Испуганная выражением лица своего мужа, которое постепенно приняло совершенно земляной цвет, какой бывает у покойников, старуха решается возобновить свою речь.
Но старик молчит, погруженный в свои думы.
Иногда, будто выведенный из терпенья ее унылым упрашиваньем, он пробормочет злым, раздражительным голосом: «Скажу, скажу», но ничего больше не скажет, а разве застонет, заохает, попросит пить и потом плотно стиснет зубы, перекрестив рот худыми, длинными пальцами…
По временам сыновья входили и выходили, смотрели на больного отца, перешептывались, вызывали старуху, расспрашивали ее, по мать не могла сообщить ничего утешительного сыновьям своим.
Так ночь прошла.
Наутро всё семейство обступило старика. Никто не говорил, но все смотрели на него умоляющим и вопрошающим взором…

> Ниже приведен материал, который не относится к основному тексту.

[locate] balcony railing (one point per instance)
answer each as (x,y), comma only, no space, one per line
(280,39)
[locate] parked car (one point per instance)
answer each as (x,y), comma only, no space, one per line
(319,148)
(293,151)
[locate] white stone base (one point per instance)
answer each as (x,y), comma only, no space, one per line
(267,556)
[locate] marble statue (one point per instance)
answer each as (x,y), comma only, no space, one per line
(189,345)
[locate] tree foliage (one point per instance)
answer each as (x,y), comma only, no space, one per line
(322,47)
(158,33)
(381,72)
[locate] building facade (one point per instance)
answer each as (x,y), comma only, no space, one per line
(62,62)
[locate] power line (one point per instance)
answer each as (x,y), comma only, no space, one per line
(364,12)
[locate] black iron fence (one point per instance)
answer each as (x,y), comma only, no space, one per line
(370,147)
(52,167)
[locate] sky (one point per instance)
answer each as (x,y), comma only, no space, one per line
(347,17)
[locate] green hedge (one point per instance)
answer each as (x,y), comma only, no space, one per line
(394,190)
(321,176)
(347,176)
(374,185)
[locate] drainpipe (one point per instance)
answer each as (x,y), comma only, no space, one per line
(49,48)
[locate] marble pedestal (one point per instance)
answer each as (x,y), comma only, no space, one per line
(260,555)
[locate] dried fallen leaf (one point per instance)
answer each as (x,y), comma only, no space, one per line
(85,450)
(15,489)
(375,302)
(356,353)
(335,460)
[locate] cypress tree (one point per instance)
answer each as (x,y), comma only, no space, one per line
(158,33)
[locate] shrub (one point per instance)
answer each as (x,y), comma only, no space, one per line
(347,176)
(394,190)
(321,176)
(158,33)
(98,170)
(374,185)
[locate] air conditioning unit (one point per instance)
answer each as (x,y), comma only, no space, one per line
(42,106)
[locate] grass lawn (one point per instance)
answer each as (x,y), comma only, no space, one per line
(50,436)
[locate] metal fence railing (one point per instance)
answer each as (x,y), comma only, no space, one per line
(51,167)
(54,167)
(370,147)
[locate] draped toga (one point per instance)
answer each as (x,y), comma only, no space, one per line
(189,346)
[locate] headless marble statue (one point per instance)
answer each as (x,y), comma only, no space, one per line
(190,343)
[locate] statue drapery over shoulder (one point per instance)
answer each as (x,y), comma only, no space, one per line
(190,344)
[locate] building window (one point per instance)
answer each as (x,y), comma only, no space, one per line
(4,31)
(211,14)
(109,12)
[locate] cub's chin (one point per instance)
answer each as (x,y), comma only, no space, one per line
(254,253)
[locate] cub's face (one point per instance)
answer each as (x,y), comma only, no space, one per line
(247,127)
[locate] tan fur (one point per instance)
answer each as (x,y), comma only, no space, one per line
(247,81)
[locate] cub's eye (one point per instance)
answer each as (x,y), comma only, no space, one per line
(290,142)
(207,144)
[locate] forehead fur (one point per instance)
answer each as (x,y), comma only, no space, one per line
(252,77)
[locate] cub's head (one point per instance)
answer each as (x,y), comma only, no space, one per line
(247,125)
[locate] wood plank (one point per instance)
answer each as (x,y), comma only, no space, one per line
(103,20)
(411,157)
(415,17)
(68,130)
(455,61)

— Запречь сивку! — вдруг среди глубокого молчания звонко раздался повелительный голос старика.
Старший сын вышел и через полчаса пришел сказать, что лошадь готова, и спрашивал, куда и кому велит он ехать.
— Сам поеду! — отрывисто и строго отвечал старик.
Все невольно вздрогнули, когда он, поднявшись на своей кровати и поставив на пол босые ноги, вдруг выпрямился во всю длину своего огромного роста, который, при страшной худобе его тела, казался теперь еще значительнее.